# Machete!



## orb451 (May 6, 2010)

You guys seen this trailer?




Looks like it's going to be fucking awesome! I like the uber-heavy handed political satire too. As for Danny Trejo, despite being the ugliest motherfucker I think I've ever seen, should be *perfect* in this!

"...but they soon realized, they just fucked with the WRONG MEXICAN!!!"


----------



## ralphy1976 (May 6, 2010)

my best friend is a machete-addict...never seen it but according to his un-biased review it is awesome!!!


----------



## orb451 (May 6, 2010)

ralphy1976 said:


> my best friend is a machete-addict...never seen it but according to his un-biased review it is awesome!!!




Really?
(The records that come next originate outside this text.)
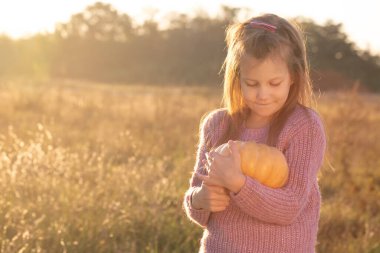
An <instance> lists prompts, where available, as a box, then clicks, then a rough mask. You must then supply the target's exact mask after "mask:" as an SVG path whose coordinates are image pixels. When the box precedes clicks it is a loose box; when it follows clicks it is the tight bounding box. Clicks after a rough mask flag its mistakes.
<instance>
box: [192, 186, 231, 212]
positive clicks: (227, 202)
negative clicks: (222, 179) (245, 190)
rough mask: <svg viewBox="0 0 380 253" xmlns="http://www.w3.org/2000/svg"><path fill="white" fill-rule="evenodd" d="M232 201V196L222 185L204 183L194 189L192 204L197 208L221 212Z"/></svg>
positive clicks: (198, 208)
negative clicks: (194, 189) (200, 185)
mask: <svg viewBox="0 0 380 253" xmlns="http://www.w3.org/2000/svg"><path fill="white" fill-rule="evenodd" d="M229 203H230V196H229V194H228V192H227V190H226V189H224V188H223V187H220V186H215V185H207V184H204V183H202V186H201V187H200V188H197V189H196V190H194V192H193V195H192V198H191V205H192V206H193V207H194V208H195V209H205V210H208V211H210V212H220V211H223V210H224V209H226V207H227V206H228V205H229Z"/></svg>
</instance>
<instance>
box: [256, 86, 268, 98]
mask: <svg viewBox="0 0 380 253" xmlns="http://www.w3.org/2000/svg"><path fill="white" fill-rule="evenodd" d="M256 97H257V100H259V101H262V100H266V99H267V98H268V97H269V91H268V89H266V88H265V87H260V88H259V89H258V91H257V95H256Z"/></svg>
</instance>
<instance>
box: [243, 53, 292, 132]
mask: <svg viewBox="0 0 380 253" xmlns="http://www.w3.org/2000/svg"><path fill="white" fill-rule="evenodd" d="M291 85H292V80H291V77H290V73H289V70H288V67H287V64H286V62H285V61H284V60H282V59H281V58H279V57H267V58H266V59H264V60H257V59H256V58H254V57H252V56H248V55H245V56H243V57H242V59H241V62H240V86H241V90H242V94H243V98H244V101H245V103H246V105H247V106H248V107H249V108H250V112H251V113H250V116H249V118H248V119H247V125H249V127H253V128H258V127H263V126H265V125H266V124H268V123H269V121H270V119H271V117H272V116H273V115H274V114H275V113H276V112H277V111H279V110H280V109H281V107H282V106H283V105H284V104H285V102H286V99H287V98H288V94H289V89H290V86H291Z"/></svg>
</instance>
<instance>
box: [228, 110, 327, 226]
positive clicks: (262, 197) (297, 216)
mask: <svg viewBox="0 0 380 253" xmlns="http://www.w3.org/2000/svg"><path fill="white" fill-rule="evenodd" d="M289 135H290V136H289V145H288V147H287V148H286V150H285V152H284V155H285V157H286V160H287V162H288V166H289V178H288V183H287V184H286V185H285V186H284V187H282V188H278V189H273V188H270V187H267V186H264V185H262V184H260V183H259V182H258V181H256V180H254V179H252V178H250V177H246V181H245V184H244V185H243V187H242V188H241V190H240V191H239V192H238V193H237V194H233V193H231V198H232V199H233V200H234V202H235V203H236V204H237V206H238V207H239V208H240V209H241V210H242V211H243V212H245V213H246V214H248V215H250V216H252V217H255V218H257V219H260V220H262V221H265V222H268V223H274V224H280V225H288V224H291V223H293V222H294V221H295V220H296V219H297V217H298V215H299V214H300V213H301V211H302V209H303V208H304V206H305V204H306V202H307V197H308V194H309V193H310V191H311V187H312V186H313V184H314V183H315V182H316V180H317V172H318V170H319V168H320V166H321V164H322V161H323V156H324V151H325V146H326V140H325V133H324V130H323V126H322V123H321V121H320V119H319V118H318V117H314V118H313V119H310V120H307V121H304V122H302V123H299V124H297V125H296V126H294V127H293V131H292V134H289Z"/></svg>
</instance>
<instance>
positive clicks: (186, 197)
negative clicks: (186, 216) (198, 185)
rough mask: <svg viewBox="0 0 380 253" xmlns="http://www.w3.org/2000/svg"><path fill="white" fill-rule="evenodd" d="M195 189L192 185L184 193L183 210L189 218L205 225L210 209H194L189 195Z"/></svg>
mask: <svg viewBox="0 0 380 253" xmlns="http://www.w3.org/2000/svg"><path fill="white" fill-rule="evenodd" d="M195 189H196V188H195V187H192V188H191V190H190V191H189V192H188V193H187V194H186V195H185V210H186V213H187V215H188V217H189V218H190V219H191V220H193V221H194V222H196V223H198V224H199V225H200V226H202V227H205V226H206V224H207V221H208V218H209V216H210V211H208V210H204V209H195V208H194V207H193V206H192V205H191V196H192V195H193V192H194V191H195Z"/></svg>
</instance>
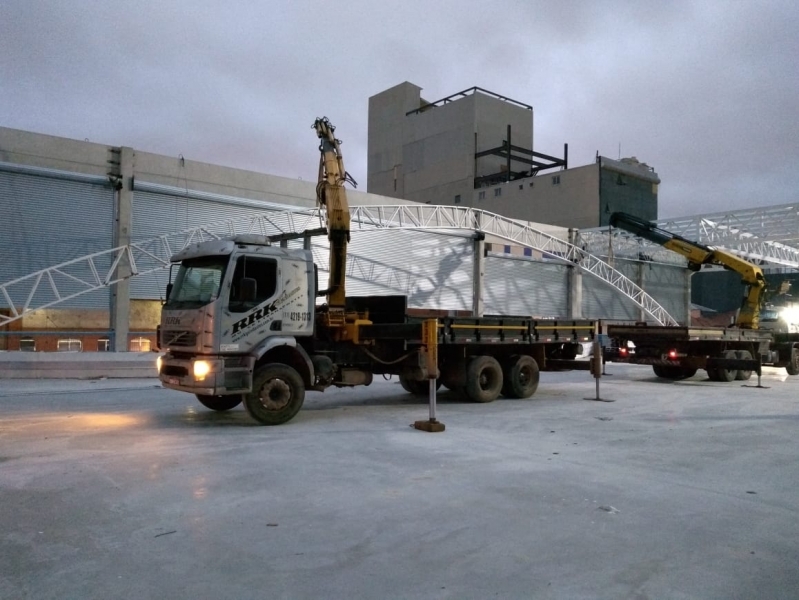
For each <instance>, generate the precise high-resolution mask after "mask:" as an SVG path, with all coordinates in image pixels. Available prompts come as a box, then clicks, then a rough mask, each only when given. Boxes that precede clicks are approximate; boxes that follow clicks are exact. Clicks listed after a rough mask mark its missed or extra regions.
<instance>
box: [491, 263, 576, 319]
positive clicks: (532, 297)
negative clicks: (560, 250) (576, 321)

My understanding was that this is a trailer for something coming out this September. Was there a series before it???? If so, please share!!!


----------



## ralphy1976 (May 6, 2010)

i'll ask him cause i am pretty sure he sent me 2 or 3 videos about machete some months ago...


----------



## renzoip (May 6, 2010)

I'm definitely looking forward to seeing this!!


----------



## BigPhi84 (May 6, 2010)

Me too! I first saw Danny in Desperado, and I thought his character was badass! I can't wait for this movie.


----------



## Chickenhawk (May 6, 2010)

Guess none of you have seen the Grindhouse flicks (Tarantino / Rodriguez).

That was a fake preview they made, to help set the 'grindhouse' feel of Death Proof and Planet Terror.

They recently said they were actually going to make it, but still, that 'preview' has been around for a couple years now, lol.





And yes, thats Cheech...as a priest...with a shotgun...


----------



## op1e (May 6, 2010)

It was said on Ron and Fez today that this IS being made.


----------



## Demiurge (May 6, 2010)

I believe that this is the trailer for the theatrical release. They have Robert DeNiro as the politician that "Machete" is paid to apparently knock-off. There's Michelle Rodriguez, Jessica Alba... and even Lindsay Lohan.


----------



## xiphoscesar (May 6, 2010)

infinitycomplex said:


> Guess none of you have seen the Grindhouse flicks (Tarantino / Rodriguez).
> 
> That was a fake preview they made, to help set the 'grindhouse' feel of Death Proof and Planet Terror.
> 
> ...



this
this video has been posted for quite some time already
but their currently filming it in austin,tx and should be out sept 3 of this year

EDIT: found some videos
http://www.youtube.com/watch?v=Sc3ck6-JWC8http://www.youtube.com/watch?v=oiFS_pqHcU4&feature=related

YouTube - Machete

YouTube - Robert Rodriguez films a scene for Machete


----------



## Chickenhawk (May 6, 2010)

infinitycomplex said:


> *They recently said they were actually going to make it*



Yea, I said they were making it. Not sure if a couple of ya'll misread my post as it was a complete joke, and they would never make it.

Although, thats what Quentin said right after the grindhouse movies came out. He changed his mind after the MASSIVE internet response.


----------



## slapnutz (May 6, 2010)

Demiurge said:


> There's Michelle Rodriguez, Jessica Alba... and even Lindsay Lohan.



..and STEVEN SEGAL bitches!!!


----------



## gunshow86de (May 7, 2010)

slapnutz said:


> ..and STEVEN SEGAL bitches!!!


----------



## ittoa666 (May 8, 2010)

They need this, if not just because rob zombies wife is sexy.


----------



## ittoa666 (May 8, 2010)

Vid won't post. One more time.


----------



## ittoa666 (May 8, 2010)




----------



## ShadyDavey (May 8, 2010)

NSFW!


----------



## Demiurge (May 8, 2010)

ShadyDavey said:


> NSFW!


----------